Evolution of pregnancy
Evolutionary changes in the early development of anatomical systems are key for their functional conservation and transformation into various tissue and organ systems with new physiological functions. These same evolutionary and developmental constraints have restricted the range of genetic and environmental perturbations that can occur before dysfunction and disease. The evolution of the structures and functions within the female reproductive system and extra-embryo foetal membrane ultimately underlie the evolution of pregnancy. As a result, understanding the evolutionary and developmental history of the cells, tissues and organs involved in pregnancy may help determine the molecular aetiology of adverse pregnancy outcomes. Such outcomes include infertility, recurrent spontaneous abortion, preeclampsia and preterm birth.
The evolution and diversification of pregnancy across extant mammals ranges across major stages, including matrotrophy, placentation and viviparity. There are also considerable variations in pregnancy traits among eutherians (or ‘placental’ mammals). Humans, for example, have evolved interstitial trophoblast invasion, shorter interbirth intervals and longer pregnancy and labour than other primates. In addition, humans are also more susceptible to pregnancy complications than other primates.
Gene expression changes during pregnancy
In a recent study, published in eLife, researchers used comparative transcriptomics to reconstruct the evolutionary history of gene expression changes in the human endometrium during pregnancy. The researchers compared gene activity of the human endometrium to other animals during pregnancy or while carrying eggs, including lizards and marsupials.

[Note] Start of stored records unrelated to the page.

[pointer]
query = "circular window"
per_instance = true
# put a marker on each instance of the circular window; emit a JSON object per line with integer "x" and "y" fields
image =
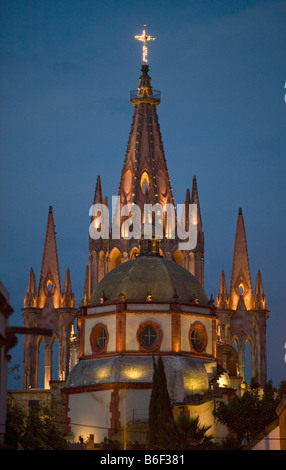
{"x": 149, "y": 336}
{"x": 99, "y": 338}
{"x": 198, "y": 338}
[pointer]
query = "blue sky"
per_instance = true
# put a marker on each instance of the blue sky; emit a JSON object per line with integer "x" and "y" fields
{"x": 66, "y": 71}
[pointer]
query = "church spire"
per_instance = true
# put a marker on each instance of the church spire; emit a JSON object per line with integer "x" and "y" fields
{"x": 30, "y": 299}
{"x": 259, "y": 298}
{"x": 50, "y": 283}
{"x": 222, "y": 297}
{"x": 145, "y": 167}
{"x": 240, "y": 278}
{"x": 67, "y": 299}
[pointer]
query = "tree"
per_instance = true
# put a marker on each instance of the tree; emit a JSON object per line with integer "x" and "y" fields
{"x": 33, "y": 430}
{"x": 185, "y": 434}
{"x": 248, "y": 415}
{"x": 160, "y": 409}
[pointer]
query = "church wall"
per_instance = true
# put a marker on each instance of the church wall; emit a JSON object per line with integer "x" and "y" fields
{"x": 90, "y": 414}
{"x": 134, "y": 321}
{"x": 186, "y": 323}
{"x": 110, "y": 322}
{"x": 134, "y": 405}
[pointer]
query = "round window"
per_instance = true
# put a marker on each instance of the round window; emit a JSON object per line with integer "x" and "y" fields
{"x": 149, "y": 336}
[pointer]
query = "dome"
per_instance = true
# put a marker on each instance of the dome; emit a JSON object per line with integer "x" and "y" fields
{"x": 185, "y": 375}
{"x": 149, "y": 275}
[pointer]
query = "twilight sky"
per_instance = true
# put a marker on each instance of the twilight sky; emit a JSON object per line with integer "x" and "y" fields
{"x": 66, "y": 71}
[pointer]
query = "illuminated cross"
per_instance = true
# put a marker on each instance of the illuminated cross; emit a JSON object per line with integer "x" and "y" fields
{"x": 144, "y": 38}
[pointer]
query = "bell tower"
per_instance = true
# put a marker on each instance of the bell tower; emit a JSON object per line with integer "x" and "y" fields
{"x": 144, "y": 180}
{"x": 48, "y": 307}
{"x": 242, "y": 312}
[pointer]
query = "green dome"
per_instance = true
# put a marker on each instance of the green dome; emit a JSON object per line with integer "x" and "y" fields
{"x": 161, "y": 278}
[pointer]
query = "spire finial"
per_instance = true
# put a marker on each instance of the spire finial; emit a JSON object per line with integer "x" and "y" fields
{"x": 144, "y": 38}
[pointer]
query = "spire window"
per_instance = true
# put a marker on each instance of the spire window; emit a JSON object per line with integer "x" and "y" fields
{"x": 144, "y": 183}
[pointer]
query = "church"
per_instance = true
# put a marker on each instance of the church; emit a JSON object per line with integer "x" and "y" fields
{"x": 143, "y": 297}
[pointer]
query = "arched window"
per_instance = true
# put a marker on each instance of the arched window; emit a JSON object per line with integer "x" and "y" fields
{"x": 99, "y": 338}
{"x": 198, "y": 338}
{"x": 144, "y": 182}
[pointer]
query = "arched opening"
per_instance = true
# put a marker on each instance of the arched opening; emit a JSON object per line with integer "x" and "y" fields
{"x": 144, "y": 182}
{"x": 49, "y": 286}
{"x": 41, "y": 364}
{"x": 248, "y": 373}
{"x": 234, "y": 345}
{"x": 134, "y": 253}
{"x": 178, "y": 258}
{"x": 114, "y": 258}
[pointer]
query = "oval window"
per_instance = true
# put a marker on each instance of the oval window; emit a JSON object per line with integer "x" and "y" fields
{"x": 149, "y": 336}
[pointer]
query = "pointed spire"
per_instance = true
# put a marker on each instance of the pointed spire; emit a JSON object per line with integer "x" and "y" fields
{"x": 195, "y": 200}
{"x": 259, "y": 298}
{"x": 186, "y": 223}
{"x": 86, "y": 293}
{"x": 67, "y": 295}
{"x": 240, "y": 278}
{"x": 50, "y": 275}
{"x": 98, "y": 199}
{"x": 222, "y": 297}
{"x": 30, "y": 299}
{"x": 145, "y": 165}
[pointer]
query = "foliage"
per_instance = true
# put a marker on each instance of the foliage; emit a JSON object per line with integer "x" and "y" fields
{"x": 248, "y": 415}
{"x": 160, "y": 409}
{"x": 185, "y": 434}
{"x": 33, "y": 430}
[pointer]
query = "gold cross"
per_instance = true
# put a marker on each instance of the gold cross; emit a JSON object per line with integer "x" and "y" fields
{"x": 144, "y": 38}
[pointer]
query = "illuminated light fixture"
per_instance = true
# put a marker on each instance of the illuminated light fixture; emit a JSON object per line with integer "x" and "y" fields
{"x": 144, "y": 38}
{"x": 134, "y": 373}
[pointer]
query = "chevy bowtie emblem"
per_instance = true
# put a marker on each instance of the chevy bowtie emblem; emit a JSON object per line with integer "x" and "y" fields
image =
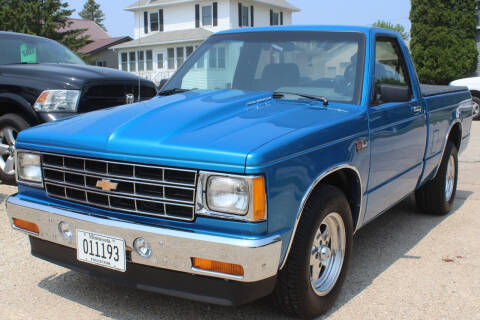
{"x": 106, "y": 185}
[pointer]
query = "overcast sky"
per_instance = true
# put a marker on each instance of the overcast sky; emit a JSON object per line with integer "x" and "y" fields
{"x": 337, "y": 12}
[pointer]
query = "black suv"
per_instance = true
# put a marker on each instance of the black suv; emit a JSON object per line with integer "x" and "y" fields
{"x": 41, "y": 81}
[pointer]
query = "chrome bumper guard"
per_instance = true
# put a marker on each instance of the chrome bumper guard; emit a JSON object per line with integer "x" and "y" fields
{"x": 171, "y": 249}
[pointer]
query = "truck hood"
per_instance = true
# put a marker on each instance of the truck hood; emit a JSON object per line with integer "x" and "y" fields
{"x": 66, "y": 75}
{"x": 198, "y": 129}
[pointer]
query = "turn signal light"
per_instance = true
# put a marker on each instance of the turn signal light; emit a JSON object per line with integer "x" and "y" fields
{"x": 259, "y": 199}
{"x": 26, "y": 225}
{"x": 217, "y": 266}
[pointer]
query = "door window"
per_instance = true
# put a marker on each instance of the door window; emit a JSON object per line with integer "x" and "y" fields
{"x": 390, "y": 67}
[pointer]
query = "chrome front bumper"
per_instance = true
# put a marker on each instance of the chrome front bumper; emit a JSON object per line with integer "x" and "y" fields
{"x": 171, "y": 249}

They also aimed to identify genes that were gained (recruiter genes) or lost in the primate and human lineages.
The team showed that gene expression changes in the human endometrium during pregnancy were associated with the evolution of human-specific traits and pathologies of pregnancy. They specifically identified genes enriched for immune functions and diseases, such as preterm birth and preeclampsia, as well as other pathways not previously implicated in pregnancy.
The researchers further explored the function of three recruiter genes which implicated them in a novel signalling system at the maternal-foetal interface (HTR2B), maternal-foetal immunotolerance (PDCD1LG2) and remodelling of uterine spiral arteries and deep placental invasion (CORIN). These functions are important to the health of a pregnancy.
Intriguingly, the team also discovered that the recruited genes were enriched in a serotonin signalling pathway. This finding is exciting as it suggests that some of these genes may be involved in communicating with the brain during pregnancy.
Implications for human pregnancy
In summary, this study has identified a suite of genes that are suspected to contribute to cell-to-cell communication, regulation of the immune response and inflammation, and the ability of the human placenta to burrow deeply into the uterine wall.
The data from this study highlights the value of evolutionary medicine. It also lays the foundation for future studies that aim to understand, prevent and treat adverse pregnancy outcomes.
Study Lead, Mirna Marinić, expressed:
“Our paper really highlights the useful role of evolutionary techniques in translational research.
The three genes we identified (HTR2B, PDCD1LG2 and CORIN) will advance work on signalling systems at the crucial maternal-foetal interface, which impacts the success and health of a pregnancy.”